When I last looked it up a few years ago, 117,000-some-odd miles of road wound their way across the state of Georgia, including county and state roads, city streets, and interstate highways. I imagine the number remains about the same today, give or take a few miles for the roads that are paved each year for increase of use and those that are let go to seed for the lack.
As an in-home therapist, I spend a great deal of my time driving, often on a particular stretch of U.S. 27 from Chickamauga to Trion, Summerville, and Menlo. Chickamauga lies south of Chattanooga, giving its name to a Civil War battlefield and park. Trion, Summerville, and Menlo are further south still, and are primarily groupings of carpet and textile mills. The road is couched between ridges and valleys for the better part of its length and has only a few curves to speak of, leaving a driver’s mind and wheels to wander. Pines and cedars populate the medians and shoulders, along with much of the visible land on either side of the highway. Sometimes, I take the alternate route from Ringgold to Summerville down State Highway 151, a two-lane road which nearly parallels U.S. 27 but passes exponentially more cattle.
Roads themselves are ugly, for the most part. Trees, fields, and the very curves of the land itself fall prey to the need for a more expedited way from here to there. In addition, the cars that travel them create a stress in me that hearkens back to my childhood, when we would merely wait for an integral car part to fail us on some abandoned strip of asphalt impossibly far from any aid. As I drive daily for my job in this season of life, it feels as though I return to those days, playing roulette with the timing belt, tires, and a myriad of other moving parts. Each trip is a spin of the wheel in a hideous asphalt casino.
One particular December day, I was miserably driving down a lonely stretch of Georgia highway; leaves were on the ground and the trees were bare. The pall of winter had caught up with autumn’s last dregs. It would be fair to call the feel of it desolate. I sat in my car, missing my family, hurtling toward Trion at sixty-five miles per hour with a mood to match the season.
As I drew toward the completion of graduate school and training in the previous months, my wife and I had prayed for a job—any job. Emily and I hoped for work that was steady, moving me toward licensure and further open doors. We had initially rejoiced at my full time position, thanking God for providing what we needed. That thanksgiving soon gave way to looking on for the next thing—wanting to be free of the mundane driving and paperwork that often characterize community mental health.

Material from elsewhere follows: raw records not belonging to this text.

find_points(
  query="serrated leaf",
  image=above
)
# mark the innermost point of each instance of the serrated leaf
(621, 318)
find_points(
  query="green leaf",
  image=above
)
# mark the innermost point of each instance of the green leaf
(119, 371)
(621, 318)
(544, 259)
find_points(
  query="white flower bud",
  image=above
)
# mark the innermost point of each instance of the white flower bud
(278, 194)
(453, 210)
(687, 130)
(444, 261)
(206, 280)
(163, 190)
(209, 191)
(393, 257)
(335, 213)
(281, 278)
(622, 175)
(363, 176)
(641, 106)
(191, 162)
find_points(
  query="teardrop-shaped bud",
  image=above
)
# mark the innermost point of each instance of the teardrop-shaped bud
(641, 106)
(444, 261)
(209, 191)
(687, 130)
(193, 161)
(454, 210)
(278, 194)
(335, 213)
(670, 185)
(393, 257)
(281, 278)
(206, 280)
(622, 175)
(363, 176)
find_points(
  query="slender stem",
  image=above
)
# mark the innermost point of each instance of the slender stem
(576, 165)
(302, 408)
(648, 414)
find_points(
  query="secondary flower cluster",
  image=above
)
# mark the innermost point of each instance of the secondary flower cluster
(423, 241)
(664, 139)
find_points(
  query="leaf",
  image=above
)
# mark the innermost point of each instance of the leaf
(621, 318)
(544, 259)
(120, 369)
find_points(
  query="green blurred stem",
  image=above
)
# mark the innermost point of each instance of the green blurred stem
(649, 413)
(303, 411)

As I traveled that morning, the sun shone in a wonderful illusion of warmth. The previous days of December had soared into the seventies, teasing forsythia and quince into bloom, but now it was cold and crisp. I sat in my warm steel cocoon, daydreaming, when I began to notice the road passing beneath me. As I watched it roll by, I realized that it gave off the most wonderful sparkle, yard after yard. The road shone like it was paved with diamonds—endless tiny diamonds. In my rearview mirror I could not see any spark, any flash; nor as I looked out beyond my window—only up close as the sun hit the pavement just right. There, in the middle of this mundane drive was something beautiful. Only there, only then—only in the present. I was mesmerized by the effect.
I found myself wrenched out of my observation as a tractor trailer roared by, filled with what the paneling described as “Enriching Proteins.” I can only hope he was headed for the carpet mill and not the dairy.
This flash of brilliance is the very thing I have missed in my life lately. I have become so used to skipping across the surface like a stone that I fail to sink into the water where beauty and pain reside, preferring rather to dwell in the past or in the future. It has been a coping skill in the past few years to live my life on the surface of experience. When parents die, jobs disintegrate, relationships change, and new lives come to be, the sheer pain of remaining present is simply too much to bear. The lesser risk of simply existing and being comfortable is by far an easier choice.
I was reminded recently of the same truth with my children. They are small, precocious, and impossibly needy much of the time. I tire of bathroom trips, brushing teeth, messes after meals, and the whirlwind of activity that carries us through our hours. It feels like the weekends are pleasant but exhausting stations we pass through as passengers on a bullet train to middle age. Weekdays are simply a blur of work, dinner, and baths. I catch myself longing for an age of independence, in which my progeny are able to bathe and feed themselves.
As a counselor, I am trained to encourage people to live in the present. Anxiety and depression are often symptoms of living in the future and the past. Here I am, though, reaching for the future as if it isn’t hurtling toward me anyway. Similarly, I gnaw on the past like a bone. Soon, there will be no more little feet in my house, no budding vocabularies, no innocent questions, and no absurd gifts like worms, dandelions, sticks, or rocks. Yet here I sit, wishing it away for the sake of my ease.
The men and women that paved U.S. 27 did not create it as a study in curve and grace. It follows the curve and grace of a land that has been abused to fit a roadbed complete with drainage, signs, access roads. No one tamped the earth or used a steamroller or painted the lane markers to warm my heart on a December morning. The road builders sought function and efficiency. They wanted asphalt, and they gave asphalt. But, unknowing, they also gave a glimmer of hope and a reminder that the present contains beauty for those willing to sink into it.